物価高、原油価格高騰、人件費上昇、水光熱費増ということでも、多くの人は納得してもらえると思います。しかし、これからの時代はいくら値上げしても追いつかない状況を想定しておかないといけません。インフレ率が年2~3%で推移すれば、単純計算で5年後は約10%ほど物価が上がる計算になります。その度に外部環境を理由に値上げをお願いするよりは、価値を上げそして伝えて、価格を適正にコントロールしていくほうが良いと思います。

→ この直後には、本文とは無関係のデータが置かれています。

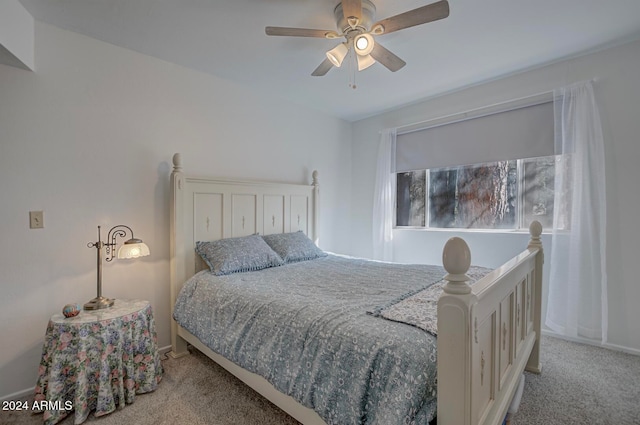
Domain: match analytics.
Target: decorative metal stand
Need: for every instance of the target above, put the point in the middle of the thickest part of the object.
(100, 302)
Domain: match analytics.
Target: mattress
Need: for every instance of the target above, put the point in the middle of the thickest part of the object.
(308, 328)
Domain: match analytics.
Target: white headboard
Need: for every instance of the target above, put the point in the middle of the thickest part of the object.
(205, 209)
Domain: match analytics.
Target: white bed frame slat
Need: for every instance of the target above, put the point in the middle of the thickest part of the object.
(487, 334)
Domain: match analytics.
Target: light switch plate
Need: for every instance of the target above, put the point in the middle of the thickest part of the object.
(36, 219)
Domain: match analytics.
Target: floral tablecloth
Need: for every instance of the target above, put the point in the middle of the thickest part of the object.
(98, 360)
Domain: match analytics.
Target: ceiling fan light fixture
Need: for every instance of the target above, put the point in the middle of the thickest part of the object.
(337, 54)
(377, 29)
(365, 62)
(363, 44)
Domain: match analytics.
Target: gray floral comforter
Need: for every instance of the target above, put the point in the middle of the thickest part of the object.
(305, 328)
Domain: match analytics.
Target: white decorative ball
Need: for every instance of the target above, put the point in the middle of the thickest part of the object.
(71, 310)
(456, 256)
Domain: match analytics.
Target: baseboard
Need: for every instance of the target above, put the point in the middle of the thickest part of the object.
(586, 341)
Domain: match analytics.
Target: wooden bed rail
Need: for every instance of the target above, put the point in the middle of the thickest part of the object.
(488, 333)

その価値を上げるためのポイントは、「人を軸にした価値創造」です。その上で下記の3つを実践してみましょう。

・自社の価値を全スタッフで考えて言語化する
・その価値を磨きあげる
・その先に新たな価値を創造する

ここで私の実体験をご紹介します。

前職時代になりますが、パーソナルトレーニングの売上対策時の経験です。その時、30分=3,000円のパーソナルトレーニングの売上が悪く、一部のトレーナーしか稼働していない状況でどうにか他のトレーナーの稼働を上げて売上増を図りたいと試行錯誤していました。その対策として、パーソナルトレーニングの内容を簡素化して、初心者向けのマンツーマントレーニングという名目にして、30分=1,000円で販売しました。同時に稼働がないトレーナーを集めて商品説明、セールス及び指導研修を実施しました。するとポツポツですが、稼働していなかったトレーナーの枠が埋まりはじめたのです。色々と要因を探ると、稼働していなかったトレーナー達は上記に書いた価値と価格のジレンマに陥っていたことと、稼働しているトレーナーとの実力差に自信が持てなかったことが大きな要因でした。

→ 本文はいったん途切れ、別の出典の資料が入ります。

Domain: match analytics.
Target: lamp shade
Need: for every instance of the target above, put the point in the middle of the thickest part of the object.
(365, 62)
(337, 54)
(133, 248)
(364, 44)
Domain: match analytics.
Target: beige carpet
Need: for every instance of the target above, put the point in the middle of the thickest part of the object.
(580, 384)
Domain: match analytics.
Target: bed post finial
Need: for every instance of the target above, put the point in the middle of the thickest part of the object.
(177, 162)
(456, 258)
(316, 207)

このマンツーマントレーニングを6ヶ月ぐらい続け、トレーナー陣と密に連携を取りながら、30分=3,000円のパーソナルトレーニングへの移行を進めていきました。稼働率がある一定ラインを超えること、リピーターが確保できていることが条件です。移行の条件をクリアした段階で、来月より担当枠をパーソナルトレーニングに変更する旨をトレーナーから直接顧客に伝え、内容の変更点とその価値、そして30分=3,000円という価格をご案内します。

その結果、多くの顧客がそのまま移行してもらえました。1,000円から3,000円と3倍の価格上昇です。

正しく人の価値を上げて価格を上昇させる、良い経験となりました。

「人を軸にした価値創造」の時代、フィットネスビジネスにおいてはおもしろい時代となってきたかもしれません。